Chamondon informed the NGOs that private agricultural insurers in the US have a trade association based in Florida called "National Cooperative Insurance Services." This group is now researching the problems that genetic engineering presents to the insurance industry. It meets annually with the publicly-funded Federal Crop Insurance Corporation: their next meeting will take place in La Jolla, California in February, he said.

Both Chamondon and Epprecht were careful to emphasize, in their conversation with the NGOs, that insurers only cover damages to humans -- whether through the property side or the liability side.

Environmental impairment can be a valid claim, but only as it affects property owners or human health and welfare. Ecological damage, such as the extinction of a species of fish, is not insurable; there can be no claims if there are no owners.
Epprecht illustrated this point on paper. First he drew a large box and then inside the box he drew three concentric circles. Inside the smallest circle is the scope of damage against which a plaintiff is
insured. Between this circle and the next is the total risk potential for liability -- that risk which exists for the policyholder but is not covered by the policy purchased. Between this circle and the third
circle is the potential socio-economic damage for which society has established special funds -- for example, a fund to clean up oil spills. But there is a gap, he said, between this third circle and the
outer box that represents ecosytems.

Damage to ecosystems, he explained, is never insured.
For the NGOs, this information is key.

Hathaway, Dhar and Dawkins have all monitored the on-going negotiations of the biosafety working group, which has been meeting for several years to implement terms of the Convention on Biological Diversity, one of the treaties finalized at the 1992 Earth Summit in Rio de Janeiro. If harm to ecosystems is not insurable unless human property, health or welfare is damaged, they concluded, it is all the more imperative that the protocol explicitly include humans in its scope.

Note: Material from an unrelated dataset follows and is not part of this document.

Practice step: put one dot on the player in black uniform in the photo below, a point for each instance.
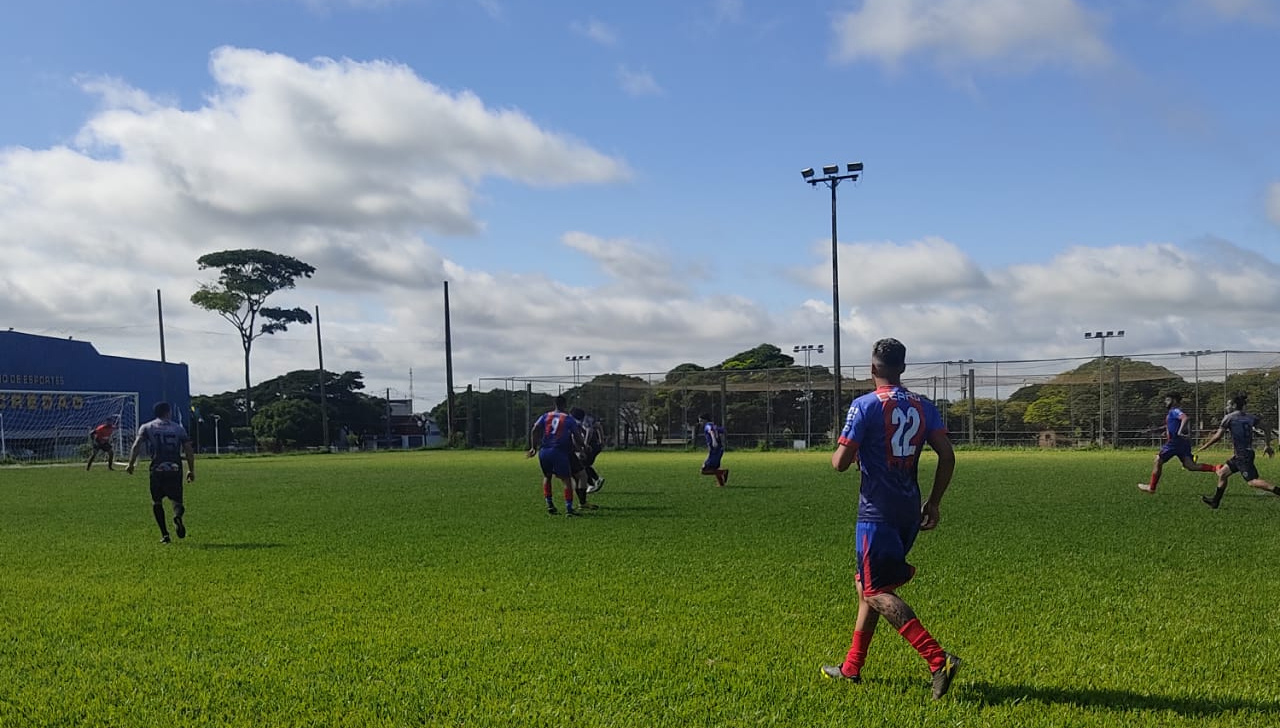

In the most recent biosafety meeting, the United States delegation and a few others refused to consider including humans in the protocol's scope and has tried to minimize the draft text's references to risk and liability. Developing countries led by the African Group have, to the contrary, insisted that humans be included in the scope and that terms for liability and compensation be clearly defined.

The next meeting of the biosafety negotiators will take place in Cartagena, Colombia in February. The US participates as "observers," since the US Congress has not yet ratified the Convention on Biological Diversity. However, even as a non-party, they are very active in the negotiating process. The parties to the Convention on Biological Diversity hope that a final biosafety protocol can be adopted immediately afterwards.